Ab dem Zeitpunkt als unsere Tochter Annabelle geboren wurde, wurde das Wort „Langeweile“ automatisch und ohne jegliches Zutun aus meinem persönlichen Wortschatz gestrichen, ganz einfach so, von einer Minute auf die nächste. Ich kann mich nicht daran erinnern wann ich das letzte Mal Langeweile hatte. Ich meine nicht diese Art von überschüssiger Zeit, die beim Warten entsteht oder die Zeitspanne zwischen zwei Aktivitäten, wenn die eine Sache noch nicht fertig ist und die andere noch nicht begonnen werden kann. Nein, ich meine wirklich und wahrhaftig bewusst erlebte Langeweile.

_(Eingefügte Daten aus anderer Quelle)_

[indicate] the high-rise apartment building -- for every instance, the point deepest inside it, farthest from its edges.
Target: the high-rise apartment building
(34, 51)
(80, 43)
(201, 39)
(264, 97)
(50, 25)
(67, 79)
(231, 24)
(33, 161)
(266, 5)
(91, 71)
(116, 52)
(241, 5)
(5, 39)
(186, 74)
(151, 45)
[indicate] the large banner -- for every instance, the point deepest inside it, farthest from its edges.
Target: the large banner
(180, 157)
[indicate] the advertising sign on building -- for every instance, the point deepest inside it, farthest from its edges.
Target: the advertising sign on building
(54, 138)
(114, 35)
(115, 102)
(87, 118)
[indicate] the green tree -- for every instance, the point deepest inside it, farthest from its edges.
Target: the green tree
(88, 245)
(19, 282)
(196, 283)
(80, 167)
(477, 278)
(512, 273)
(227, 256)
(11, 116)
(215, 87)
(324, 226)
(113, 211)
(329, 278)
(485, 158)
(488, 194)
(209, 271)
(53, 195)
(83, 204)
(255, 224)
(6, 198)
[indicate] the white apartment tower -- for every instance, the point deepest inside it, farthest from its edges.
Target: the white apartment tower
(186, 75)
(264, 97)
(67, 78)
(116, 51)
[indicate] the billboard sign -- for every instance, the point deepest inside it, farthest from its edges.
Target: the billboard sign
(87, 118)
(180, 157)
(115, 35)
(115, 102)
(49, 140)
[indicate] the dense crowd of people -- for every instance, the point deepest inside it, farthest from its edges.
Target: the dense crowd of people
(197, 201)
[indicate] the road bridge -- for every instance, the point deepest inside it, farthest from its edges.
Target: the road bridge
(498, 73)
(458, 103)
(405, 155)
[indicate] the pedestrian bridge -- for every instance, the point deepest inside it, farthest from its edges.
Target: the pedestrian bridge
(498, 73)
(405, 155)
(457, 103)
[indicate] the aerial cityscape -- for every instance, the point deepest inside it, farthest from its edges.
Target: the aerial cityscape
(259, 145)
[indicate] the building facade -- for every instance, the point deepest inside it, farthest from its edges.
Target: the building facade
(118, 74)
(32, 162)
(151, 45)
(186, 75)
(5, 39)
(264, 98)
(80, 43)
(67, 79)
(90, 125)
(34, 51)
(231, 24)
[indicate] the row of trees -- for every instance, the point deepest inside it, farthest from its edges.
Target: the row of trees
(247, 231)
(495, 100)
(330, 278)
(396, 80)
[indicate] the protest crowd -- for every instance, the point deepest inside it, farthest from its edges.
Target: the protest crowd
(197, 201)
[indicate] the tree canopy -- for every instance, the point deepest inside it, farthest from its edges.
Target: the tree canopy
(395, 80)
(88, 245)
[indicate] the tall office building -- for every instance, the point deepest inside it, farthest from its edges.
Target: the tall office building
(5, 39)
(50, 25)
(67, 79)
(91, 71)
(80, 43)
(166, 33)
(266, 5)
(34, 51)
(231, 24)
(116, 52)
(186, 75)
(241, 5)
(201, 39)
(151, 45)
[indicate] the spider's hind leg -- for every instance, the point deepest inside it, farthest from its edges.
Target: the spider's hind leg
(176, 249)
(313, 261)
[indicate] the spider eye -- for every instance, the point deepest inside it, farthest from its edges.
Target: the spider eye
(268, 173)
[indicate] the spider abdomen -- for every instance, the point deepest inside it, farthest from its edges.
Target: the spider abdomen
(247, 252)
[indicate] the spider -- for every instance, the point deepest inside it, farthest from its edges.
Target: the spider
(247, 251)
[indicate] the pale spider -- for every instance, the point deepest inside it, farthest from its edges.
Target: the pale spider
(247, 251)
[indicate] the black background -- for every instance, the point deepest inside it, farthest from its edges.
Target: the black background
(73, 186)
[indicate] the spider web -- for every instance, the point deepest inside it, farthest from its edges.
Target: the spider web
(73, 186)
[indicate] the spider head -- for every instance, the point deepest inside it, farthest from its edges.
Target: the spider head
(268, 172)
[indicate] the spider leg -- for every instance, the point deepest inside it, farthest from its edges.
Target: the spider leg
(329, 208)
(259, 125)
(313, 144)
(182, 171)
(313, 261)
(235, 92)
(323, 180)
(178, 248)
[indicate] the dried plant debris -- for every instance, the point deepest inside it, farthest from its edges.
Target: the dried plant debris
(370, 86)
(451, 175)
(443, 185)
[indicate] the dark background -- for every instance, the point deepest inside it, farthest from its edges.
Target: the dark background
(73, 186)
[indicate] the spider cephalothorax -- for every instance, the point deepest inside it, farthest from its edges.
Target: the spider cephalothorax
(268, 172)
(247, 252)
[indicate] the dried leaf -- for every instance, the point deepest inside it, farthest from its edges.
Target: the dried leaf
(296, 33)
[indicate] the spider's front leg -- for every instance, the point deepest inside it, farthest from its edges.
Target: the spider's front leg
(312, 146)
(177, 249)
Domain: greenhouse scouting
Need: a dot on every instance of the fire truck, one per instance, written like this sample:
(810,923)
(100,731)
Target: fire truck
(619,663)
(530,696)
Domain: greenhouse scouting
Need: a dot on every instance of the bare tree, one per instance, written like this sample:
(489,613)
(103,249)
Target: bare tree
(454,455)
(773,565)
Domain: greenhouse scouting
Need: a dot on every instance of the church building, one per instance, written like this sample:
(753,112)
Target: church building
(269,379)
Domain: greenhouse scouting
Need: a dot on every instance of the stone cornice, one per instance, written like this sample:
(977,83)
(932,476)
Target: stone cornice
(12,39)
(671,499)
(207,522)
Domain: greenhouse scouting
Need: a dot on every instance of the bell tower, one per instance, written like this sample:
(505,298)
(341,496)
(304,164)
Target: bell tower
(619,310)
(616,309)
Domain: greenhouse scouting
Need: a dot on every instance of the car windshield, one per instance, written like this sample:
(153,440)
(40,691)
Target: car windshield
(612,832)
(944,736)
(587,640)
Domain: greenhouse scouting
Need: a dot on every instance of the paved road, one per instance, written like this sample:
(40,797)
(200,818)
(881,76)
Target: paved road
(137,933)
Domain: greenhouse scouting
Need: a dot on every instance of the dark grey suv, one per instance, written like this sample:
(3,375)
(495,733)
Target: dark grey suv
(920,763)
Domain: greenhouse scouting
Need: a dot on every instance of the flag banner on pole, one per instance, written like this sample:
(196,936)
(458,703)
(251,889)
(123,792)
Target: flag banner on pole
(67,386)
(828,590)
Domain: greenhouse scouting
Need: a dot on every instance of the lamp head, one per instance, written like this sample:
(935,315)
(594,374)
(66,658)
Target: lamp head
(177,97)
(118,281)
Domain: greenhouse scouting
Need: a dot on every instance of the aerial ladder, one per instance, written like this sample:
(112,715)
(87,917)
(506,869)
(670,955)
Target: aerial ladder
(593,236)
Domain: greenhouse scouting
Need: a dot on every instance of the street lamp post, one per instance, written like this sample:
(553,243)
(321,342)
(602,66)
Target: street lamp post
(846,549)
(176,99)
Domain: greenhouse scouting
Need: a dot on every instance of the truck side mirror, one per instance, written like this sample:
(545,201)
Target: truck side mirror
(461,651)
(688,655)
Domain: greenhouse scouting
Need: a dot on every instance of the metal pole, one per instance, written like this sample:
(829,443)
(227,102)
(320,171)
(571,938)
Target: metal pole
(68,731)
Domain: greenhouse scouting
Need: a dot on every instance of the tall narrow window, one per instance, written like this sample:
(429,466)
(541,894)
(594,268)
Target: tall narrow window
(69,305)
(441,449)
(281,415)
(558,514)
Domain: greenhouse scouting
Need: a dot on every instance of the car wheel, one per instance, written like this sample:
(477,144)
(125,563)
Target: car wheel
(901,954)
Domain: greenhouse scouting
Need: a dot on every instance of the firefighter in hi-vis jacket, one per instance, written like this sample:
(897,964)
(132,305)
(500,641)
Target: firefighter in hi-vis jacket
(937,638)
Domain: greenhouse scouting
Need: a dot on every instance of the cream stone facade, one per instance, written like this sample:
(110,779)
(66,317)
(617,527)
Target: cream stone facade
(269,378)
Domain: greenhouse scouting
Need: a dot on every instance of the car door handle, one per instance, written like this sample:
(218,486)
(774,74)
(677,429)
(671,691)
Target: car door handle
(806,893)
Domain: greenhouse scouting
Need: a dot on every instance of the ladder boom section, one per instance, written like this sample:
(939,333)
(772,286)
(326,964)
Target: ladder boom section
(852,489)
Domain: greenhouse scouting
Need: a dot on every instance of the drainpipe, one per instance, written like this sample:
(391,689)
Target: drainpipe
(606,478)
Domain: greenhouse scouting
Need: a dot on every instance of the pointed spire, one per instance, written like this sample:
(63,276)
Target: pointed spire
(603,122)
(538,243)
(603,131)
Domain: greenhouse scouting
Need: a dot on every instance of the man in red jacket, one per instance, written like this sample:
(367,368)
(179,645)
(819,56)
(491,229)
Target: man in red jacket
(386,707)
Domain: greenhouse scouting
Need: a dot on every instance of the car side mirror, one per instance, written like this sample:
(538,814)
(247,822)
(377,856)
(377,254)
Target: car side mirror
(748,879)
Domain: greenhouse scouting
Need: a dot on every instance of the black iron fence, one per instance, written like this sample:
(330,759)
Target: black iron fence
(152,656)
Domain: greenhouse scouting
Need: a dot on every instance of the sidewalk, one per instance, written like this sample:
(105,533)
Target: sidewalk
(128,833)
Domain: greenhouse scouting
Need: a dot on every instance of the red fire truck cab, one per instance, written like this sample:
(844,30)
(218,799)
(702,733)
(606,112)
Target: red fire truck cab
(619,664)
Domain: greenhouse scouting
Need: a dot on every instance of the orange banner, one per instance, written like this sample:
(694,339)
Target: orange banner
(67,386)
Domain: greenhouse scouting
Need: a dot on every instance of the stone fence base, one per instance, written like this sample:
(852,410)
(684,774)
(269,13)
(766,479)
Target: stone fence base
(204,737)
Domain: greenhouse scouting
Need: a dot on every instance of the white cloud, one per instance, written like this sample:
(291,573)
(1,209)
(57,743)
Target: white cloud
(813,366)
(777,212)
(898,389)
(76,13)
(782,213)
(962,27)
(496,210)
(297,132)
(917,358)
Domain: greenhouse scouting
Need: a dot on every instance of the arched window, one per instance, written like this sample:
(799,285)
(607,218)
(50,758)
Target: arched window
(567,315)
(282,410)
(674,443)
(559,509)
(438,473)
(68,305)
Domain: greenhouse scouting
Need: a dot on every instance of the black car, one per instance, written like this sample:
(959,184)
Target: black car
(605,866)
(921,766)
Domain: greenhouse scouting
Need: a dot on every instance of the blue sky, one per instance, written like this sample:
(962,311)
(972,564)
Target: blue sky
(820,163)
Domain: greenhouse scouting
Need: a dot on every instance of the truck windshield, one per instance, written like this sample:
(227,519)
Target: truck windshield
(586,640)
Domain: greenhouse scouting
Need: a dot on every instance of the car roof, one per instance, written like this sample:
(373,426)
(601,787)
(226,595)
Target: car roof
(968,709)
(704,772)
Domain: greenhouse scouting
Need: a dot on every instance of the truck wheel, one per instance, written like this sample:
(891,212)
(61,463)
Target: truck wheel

Denn wenn ich die letzten Jahre Revue passieren lasse, erinnere ich mich an keinen Tag, der nicht durchgetaktet war. Wir hatten unsere To-Do´s, die abgehakt werden mussten und unsere routinierten Abläufe, die uns dabei halfen. Freie Zeit gab es kaum und wenn, dann habe ich versucht, auch diese vollständig auszufüllen, damit ich sie ja nicht ungenutzt lasse oder gar verschwende. Im Grunde genommen lag meine tägliche Hauptaufgabe darin, zu planen, zu organisieren und mein Zeitmanagement zu optimieren unter zu Hilfenahme vorhandener Ressourcen und Werkzeuge. Wichtig dabei war, für alle Vorhaben möglichst einen Plan B in der Tasche zu haben falls Plan A scheiterte. Warten war für mich die Hölle, denn Zeit war für mich das höchste Gut und durch nichts zu ersetzen oder wieder gut zu machen. Kein Wunder also, dass ich den Tag als solches nie wirklich bewusst erlebt habe, vom Genießen war ich Lichtjahre entfernt. Ich empfand den Alltag oft nur noch als anstrengend. Dass ich mich bildlich gesehen in einem Hamsterrad befand und mir dieses alles andere als guttat, habe ich in den letzten beiden Jahren erst so richtig wahrgenommen. Klar habe ich an der einen oder anderen Stellschraube gedreht, um das Rad für mich angenehmer oder langsamer zu machen, aber ich war trotzdem immer noch Teil dieses und alles andere als glücklich.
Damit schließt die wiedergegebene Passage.